A clumsy diplomatic dance

By Cai Hong (China Daily) Updated: 2014-08-06 07:04

Abe has said a possible breakthrough on the issue might prompt him to call a snap election in September.

It is not just the Abe's diplomacy that the US is unhappy with, the right-wing administration's attempts to whitewash Japan's past is also making many in the US uneasy.

In October last year, Kerry and US Defense Secretary Chuck Hagel made themselves serve as an example to Abe and his Cabinet members by paying their respects for fallen Japanese soldiers to a cemetery in Tokyo. Anyone with any sense knows they were sending the message that it should be this cemetery, rather than the controversial Yasukuni Shrine, where Japanese officials should go to honor those that died in war. But Abe chose to ignore their message and, instead, visited the Yasukuni Shrine in December.

Will Abe now fly to Pyongyang in defiance of the US warning?
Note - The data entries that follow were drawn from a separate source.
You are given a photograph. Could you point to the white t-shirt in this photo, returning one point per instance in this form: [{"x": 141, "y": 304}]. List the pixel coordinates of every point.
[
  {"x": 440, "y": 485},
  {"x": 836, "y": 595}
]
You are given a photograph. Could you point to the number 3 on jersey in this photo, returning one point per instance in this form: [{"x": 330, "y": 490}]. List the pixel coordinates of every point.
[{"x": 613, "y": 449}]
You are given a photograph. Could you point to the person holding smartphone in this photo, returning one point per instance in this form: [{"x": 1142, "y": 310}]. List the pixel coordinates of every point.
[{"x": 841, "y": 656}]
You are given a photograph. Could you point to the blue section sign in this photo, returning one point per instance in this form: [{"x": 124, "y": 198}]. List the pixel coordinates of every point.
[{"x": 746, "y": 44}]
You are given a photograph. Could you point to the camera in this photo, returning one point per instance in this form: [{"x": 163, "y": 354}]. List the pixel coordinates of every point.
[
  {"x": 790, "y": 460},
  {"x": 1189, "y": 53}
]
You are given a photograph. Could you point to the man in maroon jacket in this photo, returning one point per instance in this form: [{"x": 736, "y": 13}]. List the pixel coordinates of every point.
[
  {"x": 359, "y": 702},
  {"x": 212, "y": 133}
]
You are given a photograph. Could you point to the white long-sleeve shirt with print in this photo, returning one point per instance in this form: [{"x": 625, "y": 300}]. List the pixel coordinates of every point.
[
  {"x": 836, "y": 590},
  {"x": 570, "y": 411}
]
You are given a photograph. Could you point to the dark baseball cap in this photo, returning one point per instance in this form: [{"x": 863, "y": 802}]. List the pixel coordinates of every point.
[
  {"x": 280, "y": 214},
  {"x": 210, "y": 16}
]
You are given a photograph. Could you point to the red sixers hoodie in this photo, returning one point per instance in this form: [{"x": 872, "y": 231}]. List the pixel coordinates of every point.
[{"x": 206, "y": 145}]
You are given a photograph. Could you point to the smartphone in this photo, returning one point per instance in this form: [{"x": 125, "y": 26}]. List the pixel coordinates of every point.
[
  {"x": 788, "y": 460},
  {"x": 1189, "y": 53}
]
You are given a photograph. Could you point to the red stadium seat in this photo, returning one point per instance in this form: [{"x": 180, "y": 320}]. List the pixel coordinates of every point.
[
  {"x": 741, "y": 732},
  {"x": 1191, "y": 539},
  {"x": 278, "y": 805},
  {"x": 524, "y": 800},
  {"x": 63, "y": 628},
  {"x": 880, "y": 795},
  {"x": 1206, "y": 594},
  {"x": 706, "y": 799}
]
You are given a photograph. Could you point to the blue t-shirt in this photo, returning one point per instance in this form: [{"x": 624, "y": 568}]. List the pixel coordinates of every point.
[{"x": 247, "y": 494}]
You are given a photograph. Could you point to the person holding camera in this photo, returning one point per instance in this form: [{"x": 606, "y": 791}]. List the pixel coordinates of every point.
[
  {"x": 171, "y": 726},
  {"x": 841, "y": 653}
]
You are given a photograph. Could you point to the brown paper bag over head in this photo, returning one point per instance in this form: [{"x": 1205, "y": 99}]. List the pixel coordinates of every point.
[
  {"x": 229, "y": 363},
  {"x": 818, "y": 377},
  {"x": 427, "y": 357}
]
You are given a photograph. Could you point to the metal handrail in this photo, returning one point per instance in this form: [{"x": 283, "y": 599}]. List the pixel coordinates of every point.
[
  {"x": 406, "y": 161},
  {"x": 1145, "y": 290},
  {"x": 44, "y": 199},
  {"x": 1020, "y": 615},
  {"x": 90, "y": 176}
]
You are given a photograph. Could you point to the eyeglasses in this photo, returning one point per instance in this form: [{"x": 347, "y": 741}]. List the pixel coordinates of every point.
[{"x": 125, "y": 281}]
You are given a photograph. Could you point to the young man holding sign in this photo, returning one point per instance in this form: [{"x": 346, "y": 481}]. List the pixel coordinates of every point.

Will he insist on welcoming Putin in Tokyo in autumn?

Should Abe proceed with either or both these plans the divide that has appeared between the two allies will widen. Yet, however much Abe would like to break away from his country's post-war regime, which, in his words, was created by the US occupying forces, he cannot design Japan's diplomatic strategy without US consent.

Thus he is hopping from one horn to the other in his dilemma.